KPK Kuras Harta Lima Terpidana Korupsi

Default Avatar

Anonymous

Jakarta

5 September 2018 15:00 WIB
Nasional | Rilis ID
ILUSTRASI: RILIS.ID/Dendi Supartman
Rilis ID
ILUSTRASI: RILIS.ID/Dendi Supartman

RILISID, Jakarta — Sedikitnya lima orang terpidana korupsi telah dikuras hartanya oleh Komisi Pemberantasan Korupsi (KPK). Hal ini karena pada Agustus 2018 ini, Unit Labuksi (Pengelolaan Barang Bukti dan Eksekusi) KPK telah melakukan eksekusi berupa rampasan,denda dan uang pengganti serta menyetorkan ke kas negara.
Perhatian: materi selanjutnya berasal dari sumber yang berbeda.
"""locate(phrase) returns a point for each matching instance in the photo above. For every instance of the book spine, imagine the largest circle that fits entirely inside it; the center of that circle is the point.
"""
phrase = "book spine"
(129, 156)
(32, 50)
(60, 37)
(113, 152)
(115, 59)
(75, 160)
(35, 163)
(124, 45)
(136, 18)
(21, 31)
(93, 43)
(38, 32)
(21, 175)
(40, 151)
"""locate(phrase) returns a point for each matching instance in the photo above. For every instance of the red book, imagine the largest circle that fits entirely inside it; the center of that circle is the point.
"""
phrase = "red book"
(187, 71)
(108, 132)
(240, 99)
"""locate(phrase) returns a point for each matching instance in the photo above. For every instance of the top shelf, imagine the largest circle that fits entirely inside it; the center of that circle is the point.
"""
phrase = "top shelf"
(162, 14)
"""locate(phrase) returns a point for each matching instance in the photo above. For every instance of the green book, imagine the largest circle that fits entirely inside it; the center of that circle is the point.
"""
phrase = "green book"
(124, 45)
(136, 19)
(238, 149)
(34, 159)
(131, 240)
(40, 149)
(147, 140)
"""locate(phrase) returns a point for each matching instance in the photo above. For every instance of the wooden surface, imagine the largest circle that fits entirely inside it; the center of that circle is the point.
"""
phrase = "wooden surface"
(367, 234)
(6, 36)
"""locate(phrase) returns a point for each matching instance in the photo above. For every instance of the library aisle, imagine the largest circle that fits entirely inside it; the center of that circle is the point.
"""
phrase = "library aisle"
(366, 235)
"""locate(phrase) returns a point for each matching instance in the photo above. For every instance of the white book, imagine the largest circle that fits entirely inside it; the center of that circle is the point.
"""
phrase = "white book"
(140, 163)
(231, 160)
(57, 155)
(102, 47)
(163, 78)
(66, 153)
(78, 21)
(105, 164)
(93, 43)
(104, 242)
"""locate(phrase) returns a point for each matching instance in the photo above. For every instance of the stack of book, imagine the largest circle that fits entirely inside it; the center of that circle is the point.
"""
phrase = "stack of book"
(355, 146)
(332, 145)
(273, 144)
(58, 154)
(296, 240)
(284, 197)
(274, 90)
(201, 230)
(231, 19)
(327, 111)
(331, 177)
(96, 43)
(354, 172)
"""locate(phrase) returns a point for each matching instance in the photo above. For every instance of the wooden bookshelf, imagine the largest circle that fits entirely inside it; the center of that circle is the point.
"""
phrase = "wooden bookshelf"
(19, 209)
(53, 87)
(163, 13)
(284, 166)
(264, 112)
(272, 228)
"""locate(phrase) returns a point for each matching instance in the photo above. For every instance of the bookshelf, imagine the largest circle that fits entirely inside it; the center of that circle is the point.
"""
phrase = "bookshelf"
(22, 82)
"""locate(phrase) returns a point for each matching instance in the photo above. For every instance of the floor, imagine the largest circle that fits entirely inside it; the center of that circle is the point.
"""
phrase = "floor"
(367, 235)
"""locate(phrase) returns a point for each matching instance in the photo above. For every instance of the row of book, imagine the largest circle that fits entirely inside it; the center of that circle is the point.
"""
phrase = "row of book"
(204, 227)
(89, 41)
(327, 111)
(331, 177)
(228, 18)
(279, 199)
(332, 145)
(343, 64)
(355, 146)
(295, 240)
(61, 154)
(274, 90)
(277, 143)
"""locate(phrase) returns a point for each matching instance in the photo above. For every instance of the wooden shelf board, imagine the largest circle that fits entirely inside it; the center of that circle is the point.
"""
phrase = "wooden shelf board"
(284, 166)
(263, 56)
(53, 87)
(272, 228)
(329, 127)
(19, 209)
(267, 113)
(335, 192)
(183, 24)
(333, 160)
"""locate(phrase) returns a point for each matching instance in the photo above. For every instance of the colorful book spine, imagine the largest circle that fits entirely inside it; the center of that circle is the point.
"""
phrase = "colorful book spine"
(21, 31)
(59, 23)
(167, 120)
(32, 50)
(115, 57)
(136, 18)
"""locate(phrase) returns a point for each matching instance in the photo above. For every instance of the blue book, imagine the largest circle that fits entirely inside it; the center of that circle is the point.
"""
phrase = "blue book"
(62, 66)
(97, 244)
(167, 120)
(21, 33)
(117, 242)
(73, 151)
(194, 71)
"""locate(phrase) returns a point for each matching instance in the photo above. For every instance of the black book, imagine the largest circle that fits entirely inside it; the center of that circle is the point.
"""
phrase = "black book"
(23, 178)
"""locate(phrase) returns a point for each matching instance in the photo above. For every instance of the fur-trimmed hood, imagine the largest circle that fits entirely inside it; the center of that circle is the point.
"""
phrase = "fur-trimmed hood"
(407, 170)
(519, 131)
"Jumlah total yang disetorkan ke negara sekitar Rp11,5 miliar dan US$450.000 dan S$63.000," ucap Juru Bicara KPK, Febri Diansyah, Rabu (5/9/2018).

Menurut Febri, langkah ini menjadi bagian dari memaksimalkan asset recovery dalam penanganan kasus korupsi. Ia pun berharap setidaknya uang korupsi yang dicuri dari orang yang tak bertanggung jawab bisa dikembalikan ke negara untuk digunakan bagi kepentingan masyarakat. 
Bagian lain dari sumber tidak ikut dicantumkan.